Print PDF

Practice Areas

TPP Offers Opportunities for Automotive Sector; ST&R Webinar to Review

Friday, December 18, 2015
Sandler, Travis & Rosenberg Trade Report

The Trans-Pacific Partnership will eliminate tariffs and includes other provisions that will benefit U.S. companies producing motor vehicles, motorcycles and auto parts. Sandler & Travis Trade Advisory Services will conduct a webinar Jan. 7, 2016, to review TPP’s automotive provisions and the practical impact they will have.

The International Trade Administration states that U.S. exports of automotive products to TPP countries with which the U.S. does not already have a free trade agreement – Japan, Malaysia, Vietnam, New Zealand and Brunei – totaled $2.4 billion in 2014 but most ($1.9 billion) went to Japan, where the simple average tariff is only 0.2 percent. Exports to Vietnam, where the average tariff is 22.2 percent and applied tariffs can reach 75 percent, were $131 million, while exports to Malaysia, which has an average tariff of 20.5 percent and a maximum of 50 percent, were just $74 million. Japan’s tariffs will be eliminated as soon as TPP takes effect and Malaysia’s will be gone within 11 years, including 74 percent immediately. Vietnam will move more slowly, with only 32 percent eliminated when TPP takes effect but 70 percent eliminated within four years.

To ensure that these benefits will go to TPP partner countries, the Office of the U.S. Trade Representative adds, the agreement includes strong rules of origin for both autos and auto parts that are more accurate, more easily verifiable and more enforceable than those of NAFTA.

The ITA notes that TPP also ensures that recovered materials derived in the region and used in remanufactured goods count as TPP materials, allowing more goods to count as TPP originating and thus benefiting from preferential duty treatment.

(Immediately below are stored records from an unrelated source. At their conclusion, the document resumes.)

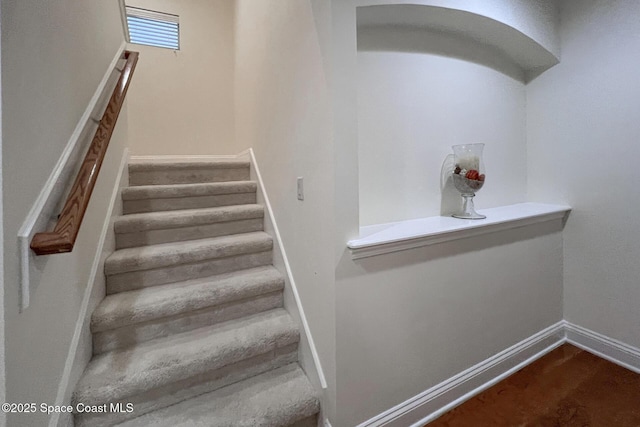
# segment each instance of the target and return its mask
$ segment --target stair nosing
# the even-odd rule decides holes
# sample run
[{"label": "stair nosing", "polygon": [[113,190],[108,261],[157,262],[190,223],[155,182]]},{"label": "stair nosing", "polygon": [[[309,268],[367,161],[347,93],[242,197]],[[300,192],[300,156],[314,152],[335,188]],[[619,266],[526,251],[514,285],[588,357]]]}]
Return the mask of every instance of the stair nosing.
[{"label": "stair nosing", "polygon": [[[264,326],[268,323],[271,323],[269,327]],[[238,334],[239,329],[244,334]],[[245,338],[244,341],[238,336]],[[299,340],[300,333],[291,316],[283,308],[277,308],[230,320],[218,328],[199,328],[108,351],[89,362],[76,387],[74,400],[92,405],[125,399],[187,378],[184,375],[196,376],[220,369],[297,344]],[[124,370],[115,371],[113,365],[122,360],[130,363]],[[190,372],[189,366],[195,371]],[[157,372],[152,380],[148,379],[150,372]],[[109,387],[114,383],[118,386]]]},{"label": "stair nosing", "polygon": [[[273,392],[273,390],[277,392]],[[290,402],[286,407],[278,405],[278,402],[281,401],[283,396],[287,396],[287,401]],[[160,425],[173,426],[177,421],[176,418],[182,417],[181,414],[188,414],[187,416],[192,420],[194,426],[227,426],[230,425],[229,422],[232,420],[227,420],[226,417],[230,415],[235,416],[238,413],[244,416],[248,415],[248,418],[243,418],[243,420],[251,423],[255,422],[256,415],[274,416],[273,413],[264,414],[262,411],[254,412],[253,410],[257,406],[252,404],[255,404],[255,401],[250,401],[248,405],[244,405],[244,408],[236,406],[236,402],[241,402],[242,398],[258,399],[260,402],[266,399],[267,402],[264,406],[280,412],[279,420],[281,422],[295,422],[317,415],[320,412],[320,398],[317,391],[309,382],[299,363],[294,362],[193,397],[189,400],[178,402],[172,406],[159,409],[158,411],[154,411],[156,412],[155,417],[154,412],[144,414],[138,419],[134,418],[124,422],[122,426],[141,427],[143,425],[158,425],[159,420],[156,418],[157,416],[167,420],[166,424],[161,423]],[[208,420],[211,420],[212,415],[220,411],[223,411],[226,417],[222,420],[216,420],[216,424],[211,424],[211,421]],[[228,413],[229,411],[231,414]],[[282,416],[284,416],[285,419],[282,419]],[[292,420],[292,416],[298,416],[298,418]],[[213,417],[215,418],[215,415],[213,415]],[[233,421],[237,422],[236,420]],[[242,426],[246,425],[246,423],[242,424]]]},{"label": "stair nosing", "polygon": [[[227,213],[228,216],[225,217],[223,215],[224,213]],[[175,220],[176,218],[177,220]],[[255,203],[172,211],[140,212],[117,217],[114,221],[114,230],[115,234],[142,233],[146,231],[173,230],[260,218],[264,218],[264,206]]]},{"label": "stair nosing", "polygon": [[[258,277],[255,277],[258,276]],[[253,292],[245,293],[225,293],[216,290],[224,289],[225,286],[231,286],[234,281],[245,280],[250,281],[249,288],[258,288],[260,284],[265,284],[264,289],[254,289]],[[257,282],[257,283],[256,283]],[[239,286],[238,284],[234,284]],[[243,283],[244,285],[244,283]],[[166,298],[170,297],[172,293],[178,292],[178,290],[184,290],[185,292],[193,293],[193,290],[200,290],[201,292],[196,295],[188,295],[179,300],[179,302],[185,303],[184,306],[178,305],[175,299],[171,299],[172,303],[169,304]],[[245,288],[244,286],[241,288]],[[273,288],[273,289],[272,289]],[[219,305],[228,304],[234,301],[241,301],[248,298],[253,298],[263,294],[276,292],[284,288],[284,277],[273,266],[257,267],[247,270],[240,270],[233,273],[227,273],[217,276],[209,276],[201,279],[192,279],[182,282],[168,283],[165,285],[152,286],[148,288],[135,289],[131,291],[119,292],[116,294],[107,295],[107,297],[98,305],[91,316],[91,332],[105,332],[112,331],[127,326],[134,326],[141,323],[159,320],[163,318],[169,318],[171,316],[178,316],[182,314],[188,314],[194,310],[201,310],[206,308],[213,308]],[[206,291],[205,291],[206,289]],[[207,292],[208,291],[208,292]],[[203,293],[211,294],[207,295],[210,298],[204,299]],[[164,294],[164,295],[163,295]],[[214,295],[215,294],[215,295]],[[158,295],[164,296],[164,299],[158,301]],[[153,298],[155,296],[155,299]],[[213,299],[215,297],[215,299]],[[130,312],[131,305],[127,304],[129,312],[120,309],[123,301],[131,298],[136,299],[136,302],[143,302],[144,304],[137,306],[138,310],[143,307],[147,307],[146,310],[138,311],[137,316],[134,316]],[[149,302],[146,302],[148,299]],[[187,301],[196,299],[194,305],[187,307]],[[153,304],[151,304],[153,302]],[[172,309],[165,310],[165,306],[168,305]],[[115,306],[115,309],[110,308]],[[106,307],[106,308],[105,308]],[[155,310],[153,310],[155,308]],[[162,309],[162,311],[160,311]]]},{"label": "stair nosing", "polygon": [[251,162],[248,160],[209,160],[209,161],[178,161],[178,162],[140,162],[130,163],[129,171],[137,172],[155,172],[162,170],[180,170],[180,169],[248,169]]},{"label": "stair nosing", "polygon": [[[159,243],[116,250],[105,260],[104,272],[105,275],[112,276],[265,252],[272,249],[273,238],[264,231]],[[209,253],[210,251],[213,253]]]},{"label": "stair nosing", "polygon": [[[248,191],[239,191],[248,188]],[[203,189],[214,190],[211,192],[202,193]],[[215,192],[215,190],[233,189],[232,192]],[[174,190],[176,193],[172,193],[168,190]],[[192,190],[189,192],[188,190]],[[196,192],[194,190],[200,190]],[[137,200],[152,200],[152,199],[184,199],[189,197],[208,197],[208,196],[223,196],[233,194],[250,194],[257,190],[257,182],[252,180],[242,181],[224,181],[224,182],[198,182],[190,184],[145,184],[126,187],[122,189],[122,200],[125,202],[137,201]],[[168,192],[169,194],[162,194]],[[142,194],[140,194],[142,193]],[[147,194],[150,193],[150,194]],[[154,194],[156,193],[156,194]],[[160,194],[157,194],[160,193]]]}]

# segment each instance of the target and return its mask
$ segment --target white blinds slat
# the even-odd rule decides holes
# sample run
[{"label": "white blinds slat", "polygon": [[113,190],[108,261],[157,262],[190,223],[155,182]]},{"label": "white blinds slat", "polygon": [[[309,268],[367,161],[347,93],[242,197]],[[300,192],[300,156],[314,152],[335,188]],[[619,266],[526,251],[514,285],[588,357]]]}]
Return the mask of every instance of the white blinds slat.
[{"label": "white blinds slat", "polygon": [[180,23],[177,15],[127,6],[129,42],[180,49]]},{"label": "white blinds slat", "polygon": [[177,24],[180,22],[178,15],[172,15],[170,13],[156,12],[154,10],[140,9],[138,7],[127,6],[127,16],[135,16],[143,19],[154,19],[156,21],[173,22]]}]

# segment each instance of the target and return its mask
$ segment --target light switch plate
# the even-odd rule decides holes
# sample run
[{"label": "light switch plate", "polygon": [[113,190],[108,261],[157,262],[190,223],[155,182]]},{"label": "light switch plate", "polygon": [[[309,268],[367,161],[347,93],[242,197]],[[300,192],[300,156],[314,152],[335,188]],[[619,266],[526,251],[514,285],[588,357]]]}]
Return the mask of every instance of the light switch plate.
[{"label": "light switch plate", "polygon": [[304,178],[299,176],[298,182],[298,200],[304,200]]}]

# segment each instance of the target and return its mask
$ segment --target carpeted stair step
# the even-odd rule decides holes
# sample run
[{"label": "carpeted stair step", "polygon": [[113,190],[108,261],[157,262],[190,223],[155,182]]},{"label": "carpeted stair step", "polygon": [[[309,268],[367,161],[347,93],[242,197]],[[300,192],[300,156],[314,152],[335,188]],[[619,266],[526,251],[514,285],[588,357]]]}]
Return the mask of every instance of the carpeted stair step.
[{"label": "carpeted stair step", "polygon": [[297,363],[127,421],[122,427],[316,427],[318,397]]},{"label": "carpeted stair step", "polygon": [[142,185],[122,189],[126,214],[256,203],[255,181]]},{"label": "carpeted stair step", "polygon": [[249,161],[144,162],[129,164],[129,185],[194,184],[249,179]]},{"label": "carpeted stair step", "polygon": [[116,248],[262,231],[261,205],[224,206],[124,215],[116,219]]},{"label": "carpeted stair step", "polygon": [[297,360],[299,332],[283,309],[94,357],[73,406],[131,403],[134,411],[76,414],[76,426],[112,425]]},{"label": "carpeted stair step", "polygon": [[282,307],[283,289],[268,266],[109,295],[91,317],[94,353]]},{"label": "carpeted stair step", "polygon": [[269,265],[264,232],[120,249],[105,261],[107,294]]}]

Further, a separate U.S.-Japan agreement addresses a wide range of Japanese non-tariff measures that have limited market access for U.S.-made autos and auto parts, including transparency in regulations, standards, certification, financial incentives and distribution. There are also expedited procedures and a rapid consultation mechanism to head off any new non-tariff measures that may emerge as well as a special safeguard mechanism to address possible import surges.